Argon : une technique innovante de conservations des transplants rénaux

19 novembre 2014 - 4:30pm

Thème: 
Transplantation
Référence: 
O-037

Objectifs
Paradoxalement, la conservation d’organe crée des lésions d’ischémie-reperfusion (IR), responsable de reprise retardée de fonction et de dysfonction chronique du transplant. Les techniques classiques de conservation utilisent l’air ambiant. Une piste explorée est la modification de l’atmosphère gazeuse. L’objectif de notre étude a été d’évaluer une stratégie innovante de conservation des transplants rénaux en présence de gaz noble afin de limiter les lésions d’IR.

Méthodes
À partir d’un modèle validé d’autotransplantation rénale hétérotopique chez le porc (Faure A, Transpl Proc, 2013), les transplants prélevés ont été rincés et mis en conservation 30 heures à 4 °C dans une solution de conservation standard présaturée en gaz (air, azote 100 %, argon 100 % ou xénon 100 %, n = 6 dans chaque groupe) avant transplantation. Une néphrectomie controlatérale concomitante était réalisée. Les porcs ont été surveillés quotidiennement pendant 21 jours.

Résultats
L’argon a fortement amélioré la survie (83,3 % versus 33,3 % dans le groupe air, p = 0,04) et le fonction rénale (créatinine à j7 : 1243,6 ± 15,6 μmol/l versus 2158 ± 25,7 μmol/l dans le groupe air, p = 0,04).

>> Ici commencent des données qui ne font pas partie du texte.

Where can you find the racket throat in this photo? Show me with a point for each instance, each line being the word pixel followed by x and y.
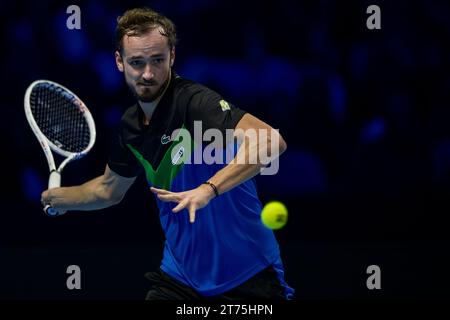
pixel 54 181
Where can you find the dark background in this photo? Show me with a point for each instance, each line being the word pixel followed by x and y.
pixel 365 114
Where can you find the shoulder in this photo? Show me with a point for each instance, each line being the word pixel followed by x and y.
pixel 130 118
pixel 188 89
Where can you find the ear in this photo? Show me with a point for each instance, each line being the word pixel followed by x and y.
pixel 119 61
pixel 172 56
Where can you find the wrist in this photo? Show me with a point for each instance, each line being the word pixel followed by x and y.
pixel 214 192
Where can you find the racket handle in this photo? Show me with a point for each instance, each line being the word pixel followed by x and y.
pixel 54 181
pixel 50 211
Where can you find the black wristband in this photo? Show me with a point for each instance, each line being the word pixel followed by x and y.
pixel 213 187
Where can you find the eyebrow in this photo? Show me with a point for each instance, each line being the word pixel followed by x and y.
pixel 158 55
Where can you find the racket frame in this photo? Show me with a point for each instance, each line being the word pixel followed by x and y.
pixel 54 180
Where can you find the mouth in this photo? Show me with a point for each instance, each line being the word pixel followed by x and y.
pixel 146 84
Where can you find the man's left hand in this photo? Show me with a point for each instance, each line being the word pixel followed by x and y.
pixel 192 200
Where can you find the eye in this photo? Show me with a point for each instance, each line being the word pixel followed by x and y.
pixel 135 63
pixel 158 60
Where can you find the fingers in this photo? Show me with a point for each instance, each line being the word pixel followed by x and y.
pixel 192 213
pixel 169 197
pixel 159 191
pixel 180 206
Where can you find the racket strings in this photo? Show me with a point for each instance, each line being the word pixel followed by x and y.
pixel 59 117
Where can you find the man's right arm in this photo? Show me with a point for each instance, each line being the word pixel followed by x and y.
pixel 101 192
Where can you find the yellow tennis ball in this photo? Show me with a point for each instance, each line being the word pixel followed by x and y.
pixel 274 215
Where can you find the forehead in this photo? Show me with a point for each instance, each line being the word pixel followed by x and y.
pixel 149 43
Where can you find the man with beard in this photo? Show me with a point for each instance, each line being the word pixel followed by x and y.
pixel 216 246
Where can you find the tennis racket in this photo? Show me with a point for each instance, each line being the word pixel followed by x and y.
pixel 62 123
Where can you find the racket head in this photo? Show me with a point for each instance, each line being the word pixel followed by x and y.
pixel 59 118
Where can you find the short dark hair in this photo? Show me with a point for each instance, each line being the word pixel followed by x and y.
pixel 138 21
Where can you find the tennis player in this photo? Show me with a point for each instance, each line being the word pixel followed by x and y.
pixel 216 246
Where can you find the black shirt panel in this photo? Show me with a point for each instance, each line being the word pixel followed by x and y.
pixel 183 103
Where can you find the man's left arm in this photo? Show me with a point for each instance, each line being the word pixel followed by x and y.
pixel 246 164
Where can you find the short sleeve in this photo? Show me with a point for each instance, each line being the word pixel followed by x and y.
pixel 121 160
pixel 215 112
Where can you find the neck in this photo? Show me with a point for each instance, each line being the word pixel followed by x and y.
pixel 149 107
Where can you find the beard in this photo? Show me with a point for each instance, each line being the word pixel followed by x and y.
pixel 146 95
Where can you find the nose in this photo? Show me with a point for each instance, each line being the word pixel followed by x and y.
pixel 148 73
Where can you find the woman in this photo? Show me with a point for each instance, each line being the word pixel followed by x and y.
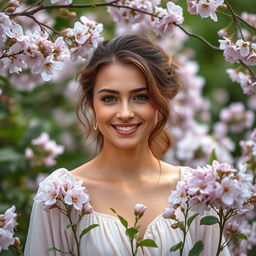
pixel 127 86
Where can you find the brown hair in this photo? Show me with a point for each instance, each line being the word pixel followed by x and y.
pixel 160 73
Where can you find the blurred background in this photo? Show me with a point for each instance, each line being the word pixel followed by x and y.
pixel 33 112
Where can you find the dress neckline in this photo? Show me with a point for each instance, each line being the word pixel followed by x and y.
pixel 115 219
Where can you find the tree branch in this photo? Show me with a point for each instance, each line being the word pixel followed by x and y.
pixel 58 6
pixel 199 38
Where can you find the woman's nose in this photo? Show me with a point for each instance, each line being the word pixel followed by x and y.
pixel 125 112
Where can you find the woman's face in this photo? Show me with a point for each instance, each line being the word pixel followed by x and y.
pixel 123 112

Une reprise de fonction et une sortie de tubulopathie plus précoce des transplants a été observé chez les porcs argon. Tous les porcs xénon et azote sont décédés. À j21, les transplants argon avaient d’un point de vue histologique une meilleure préservation de leur intégrité structurelle cellulaire avec moins d’inflammation, de fibrose interstitielles et d’atrophie tubulaire. Les rapports RAA/TBARS et taux d’Hsp 27, étaient significativement plus élevés dans le groupe Argon, traduisant l’effet protecteur de ce gaz vis-à-vis du stress oxydant. Les taux de TNFalpha, IL-1beta et IL-6 ont montré une diminution significative de la réponse inflammatoire avec l’argon.

Conclusion
Dans notre étude, l’argon a eu un effet rénoprotecteur sur les transplants rénaux. Bien que le mécanisme d’action de l’argon ne soit pas actuellement élucidé, il semble que la protéine Hsp 27 soit un élément central de l’effet cytoprotecteur de ce gaz. Ces données doivent être confirmées et validées avant une application humaine.